Brasil Telecom S.A. (/pt-BR/; BrT) was a major Brazilian telecommunications company headquartered in the Brazilian capital of Brasília. The company was one of three landlines and eight mobile telephone companies – and only long-distance service provider – that emerged in Brazil following the break-up of Telebrás. Originally the company was called Tele Centro Sul, because its service covered the states in the central and southern parts of Brazil, namely Acre, Rondônia, Goiás, Tocantins, Mato Grosso, Mato Grosso do Sul, Paraná, Santa Catarina and Rio Grande do Sul, as well as the Distrito Federal. Since 9 January 2009, the company is a subsidiary of Oi.

== History ==
The Brazilian investment bank Opportunity, which managed funds for investors including Citigroup and some Brazilian pension funds, in partnership with Telecom Italia, paid 2.07 billion reais in June 1998 to buy Tele Centro Sul from the Brazilian government as part of the privatization process of Telebrás. In 2001, the company purchased a small stake in the iBest Co. website and launched a portal and free internet access service; at the time, the Marcos Wettreich was the main shareholder in iBest. After some legal wrangling, Citigroup and the Brazilian pension funds took control of the company, removing Opportunity from the management of their respective funds and took control of the company in 2005. BrT started up a wireless service in 2004.

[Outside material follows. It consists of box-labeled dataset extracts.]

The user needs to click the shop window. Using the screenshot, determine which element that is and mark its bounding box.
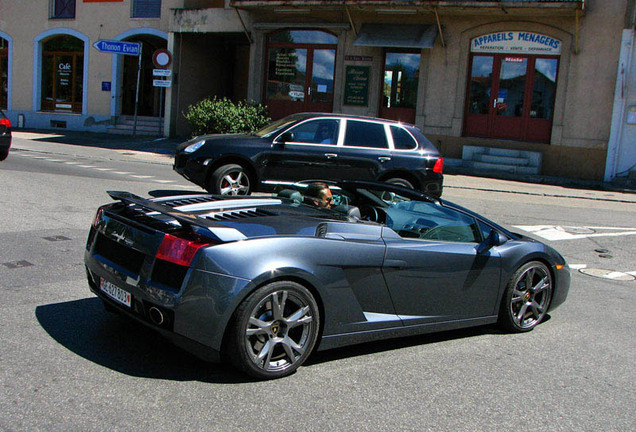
[380,51,421,123]
[42,35,84,112]
[264,30,338,119]
[0,38,9,109]
[51,0,75,19]
[131,0,161,18]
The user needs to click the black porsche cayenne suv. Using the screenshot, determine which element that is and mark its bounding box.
[174,113,443,197]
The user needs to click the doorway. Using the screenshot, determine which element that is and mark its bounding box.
[464,54,559,143]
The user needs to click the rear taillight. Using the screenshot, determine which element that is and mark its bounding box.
[433,158,444,174]
[156,234,209,267]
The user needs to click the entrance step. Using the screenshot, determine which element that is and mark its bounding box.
[462,146,542,175]
[107,115,163,136]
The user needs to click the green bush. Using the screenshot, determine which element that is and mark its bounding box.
[183,96,271,136]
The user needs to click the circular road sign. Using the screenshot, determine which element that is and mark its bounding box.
[152,49,172,69]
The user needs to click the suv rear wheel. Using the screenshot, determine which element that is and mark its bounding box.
[206,164,252,195]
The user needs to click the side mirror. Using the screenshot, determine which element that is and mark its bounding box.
[477,229,508,255]
[280,132,294,144]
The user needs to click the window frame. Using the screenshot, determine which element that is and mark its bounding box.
[49,0,77,20]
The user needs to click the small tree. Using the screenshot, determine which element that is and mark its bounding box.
[183,96,271,136]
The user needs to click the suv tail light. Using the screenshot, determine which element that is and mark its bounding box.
[156,234,210,267]
[433,158,444,174]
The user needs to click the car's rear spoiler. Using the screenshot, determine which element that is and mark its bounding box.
[107,191,247,243]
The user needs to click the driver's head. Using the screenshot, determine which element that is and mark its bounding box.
[305,182,333,208]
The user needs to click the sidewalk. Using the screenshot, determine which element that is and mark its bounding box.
[12,130,636,203]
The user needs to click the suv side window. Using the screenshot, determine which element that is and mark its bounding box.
[344,120,389,149]
[289,119,340,145]
[391,126,417,150]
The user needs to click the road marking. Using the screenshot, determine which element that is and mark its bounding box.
[515,225,636,241]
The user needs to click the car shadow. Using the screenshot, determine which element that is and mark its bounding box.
[35,298,254,384]
[35,298,550,384]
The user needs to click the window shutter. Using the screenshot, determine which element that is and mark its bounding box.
[53,0,75,18]
[132,0,161,18]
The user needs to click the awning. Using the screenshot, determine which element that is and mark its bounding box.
[353,23,437,48]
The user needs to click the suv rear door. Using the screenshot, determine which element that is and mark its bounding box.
[330,119,391,180]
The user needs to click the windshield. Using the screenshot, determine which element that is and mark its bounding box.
[252,114,304,138]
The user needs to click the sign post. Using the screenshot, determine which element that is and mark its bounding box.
[152,49,172,135]
[93,39,143,136]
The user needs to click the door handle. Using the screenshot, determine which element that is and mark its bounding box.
[382,259,408,269]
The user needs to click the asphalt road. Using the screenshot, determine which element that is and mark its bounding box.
[0,139,636,431]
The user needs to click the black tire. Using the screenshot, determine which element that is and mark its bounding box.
[226,281,320,379]
[384,177,415,189]
[206,164,252,195]
[499,261,554,333]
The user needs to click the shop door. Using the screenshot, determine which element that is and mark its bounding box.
[464,54,558,143]
[264,30,338,119]
[380,52,421,123]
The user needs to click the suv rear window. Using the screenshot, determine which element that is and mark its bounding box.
[344,120,389,148]
[391,126,417,150]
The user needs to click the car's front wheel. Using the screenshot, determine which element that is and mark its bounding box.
[227,281,320,379]
[499,261,554,333]
[206,164,252,195]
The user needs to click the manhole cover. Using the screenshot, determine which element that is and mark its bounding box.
[579,268,636,281]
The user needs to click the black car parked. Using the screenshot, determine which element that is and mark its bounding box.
[174,113,443,196]
[0,111,11,161]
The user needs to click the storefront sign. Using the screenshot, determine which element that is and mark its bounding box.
[470,31,561,55]
[344,66,371,106]
[345,56,373,62]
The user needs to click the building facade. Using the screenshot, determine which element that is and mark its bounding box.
[0,0,636,180]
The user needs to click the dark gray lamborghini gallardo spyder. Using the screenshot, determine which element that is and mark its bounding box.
[85,182,570,379]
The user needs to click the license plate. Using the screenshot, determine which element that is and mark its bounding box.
[99,278,132,307]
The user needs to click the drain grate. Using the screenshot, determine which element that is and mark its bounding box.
[579,268,636,282]
[42,236,70,241]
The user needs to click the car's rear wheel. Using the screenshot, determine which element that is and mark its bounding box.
[385,177,415,189]
[499,261,554,333]
[206,164,252,195]
[227,281,320,379]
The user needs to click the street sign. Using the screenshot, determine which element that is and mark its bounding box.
[152,69,172,76]
[93,39,141,56]
[152,48,172,69]
[152,80,172,87]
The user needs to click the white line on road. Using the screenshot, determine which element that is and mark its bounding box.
[515,225,636,241]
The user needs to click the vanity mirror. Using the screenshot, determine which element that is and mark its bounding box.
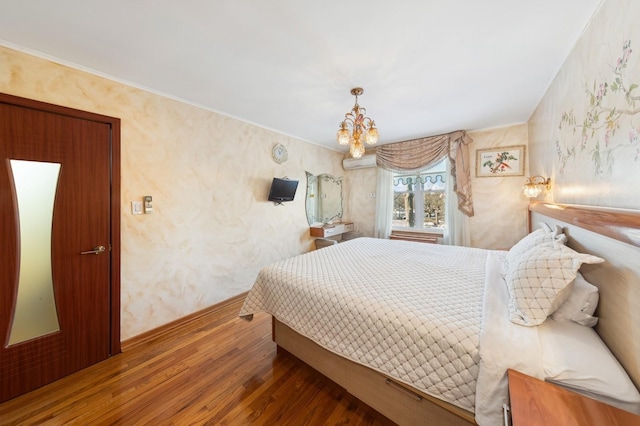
[305,172,343,225]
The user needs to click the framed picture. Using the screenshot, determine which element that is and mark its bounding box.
[476,145,524,177]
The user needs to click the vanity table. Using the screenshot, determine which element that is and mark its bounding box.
[309,222,355,238]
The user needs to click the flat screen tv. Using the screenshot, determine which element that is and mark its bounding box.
[269,178,298,203]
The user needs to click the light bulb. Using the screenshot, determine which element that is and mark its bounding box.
[349,141,364,158]
[337,123,350,145]
[365,124,378,145]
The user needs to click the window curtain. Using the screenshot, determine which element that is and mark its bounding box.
[376,131,473,217]
[374,167,393,238]
[442,162,471,247]
[376,131,473,246]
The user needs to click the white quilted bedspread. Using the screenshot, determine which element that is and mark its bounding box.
[240,238,487,411]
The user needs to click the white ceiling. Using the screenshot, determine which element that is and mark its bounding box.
[0,0,602,153]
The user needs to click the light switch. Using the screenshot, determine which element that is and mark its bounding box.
[142,195,153,214]
[131,201,142,214]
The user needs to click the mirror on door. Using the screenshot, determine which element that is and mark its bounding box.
[305,172,343,225]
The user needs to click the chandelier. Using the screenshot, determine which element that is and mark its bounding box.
[337,87,378,158]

Brasil Telecom's stock was traded on BM&F Bovespa, where it is part of the Ibovespa index, as well as on the New York Stock Exchange.

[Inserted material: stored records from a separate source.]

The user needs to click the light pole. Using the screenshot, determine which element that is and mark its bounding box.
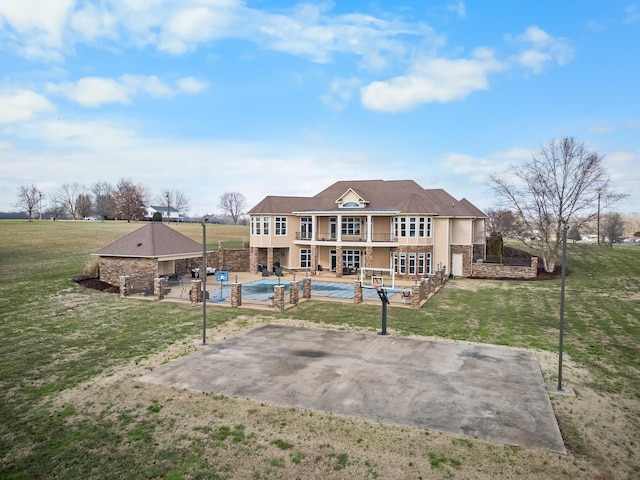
[558,222,569,392]
[200,215,209,345]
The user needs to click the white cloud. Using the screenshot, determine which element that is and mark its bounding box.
[158,5,234,55]
[360,48,505,112]
[0,89,55,123]
[0,0,74,57]
[176,77,207,94]
[447,0,467,18]
[320,77,362,111]
[47,74,175,107]
[507,26,574,74]
[0,0,430,70]
[47,77,135,107]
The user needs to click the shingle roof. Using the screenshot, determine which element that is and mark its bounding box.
[249,180,486,217]
[94,222,202,258]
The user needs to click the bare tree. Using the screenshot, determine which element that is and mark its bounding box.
[14,184,42,222]
[158,190,189,221]
[600,212,624,246]
[55,182,84,220]
[486,208,524,238]
[91,182,113,221]
[113,178,149,222]
[76,193,93,218]
[489,137,626,272]
[218,192,247,225]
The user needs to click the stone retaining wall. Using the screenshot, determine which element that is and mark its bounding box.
[471,257,538,280]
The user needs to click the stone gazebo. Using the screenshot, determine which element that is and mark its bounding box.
[93,222,202,297]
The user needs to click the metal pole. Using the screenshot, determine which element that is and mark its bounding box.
[200,217,207,345]
[558,223,569,391]
[597,192,601,245]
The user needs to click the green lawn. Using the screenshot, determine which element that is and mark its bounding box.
[0,221,640,479]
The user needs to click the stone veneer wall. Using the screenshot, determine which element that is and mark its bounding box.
[100,257,158,286]
[471,257,538,279]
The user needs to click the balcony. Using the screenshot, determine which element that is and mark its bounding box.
[295,232,397,243]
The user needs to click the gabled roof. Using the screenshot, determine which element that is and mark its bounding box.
[94,222,202,258]
[149,205,180,213]
[249,180,486,217]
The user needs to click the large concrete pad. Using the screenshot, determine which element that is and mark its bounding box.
[140,325,566,453]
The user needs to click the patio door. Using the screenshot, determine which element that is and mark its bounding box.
[451,253,464,277]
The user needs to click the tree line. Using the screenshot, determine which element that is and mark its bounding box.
[488,137,628,272]
[14,178,247,224]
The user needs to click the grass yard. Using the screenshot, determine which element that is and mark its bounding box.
[0,221,640,480]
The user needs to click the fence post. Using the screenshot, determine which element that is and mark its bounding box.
[302,277,311,300]
[289,281,299,305]
[273,285,284,311]
[353,280,363,303]
[189,280,202,303]
[153,277,165,300]
[120,275,131,297]
[231,282,242,307]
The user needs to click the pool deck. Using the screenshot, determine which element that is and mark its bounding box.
[165,272,413,309]
[139,325,566,454]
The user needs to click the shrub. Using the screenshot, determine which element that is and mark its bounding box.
[82,257,100,278]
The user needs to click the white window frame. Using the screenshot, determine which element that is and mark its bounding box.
[274,217,287,237]
[300,248,311,268]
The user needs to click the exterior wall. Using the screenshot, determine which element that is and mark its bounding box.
[100,257,158,286]
[431,217,451,272]
[471,257,538,279]
[451,218,473,245]
[447,245,473,277]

In 2008, it was announced that Brasil Telecom would be acquired by Oi. That transaction required changes in legislation, since legislation at the time prohibited a fixed telephone company from purchasing another fixed telephone company in a different license area. That legislation has since changed, and Oi completed its purchase of BrT on January 9, 2009.

== Legal issues ==
Brasil Telecom, the country's third largest fixed-line operator, and Opportunity, which controlled Brasil Telecom, hired Kroll to determine whether Telecom Italia competed with Brasil Telecom in 2000 in the latter's acquisition of the Brazilian fixed-line phone company Companhia Riograndense de Telecomunicoes ('CRT') from Spain's Telefónica with the purpose of increasing the final price paid by Brasil Telecom for CRT, as both Opportunity and Telecom Italia were struggling for the control of Brasil Telecom.
Brasil Telecom and Telecom Italia have been locked in court struggles since 2000. Kroll was accused of spying on Brazilian government officials.
Additionally, Opportunity also became involved in legal disputes with the investors in its managed funds, namely some Brazilian pension funds and Citigroup, which culminated in Opportunity's removal as the manager of these funds and, ultimately, Opportunity's losing the control of Brasil Telecom (along with other companies controlled by the funds, namely Telemig Celular, Amazonia Celular, Santos Brasil, and Opportrans/Rio de Janeiro's subway operator).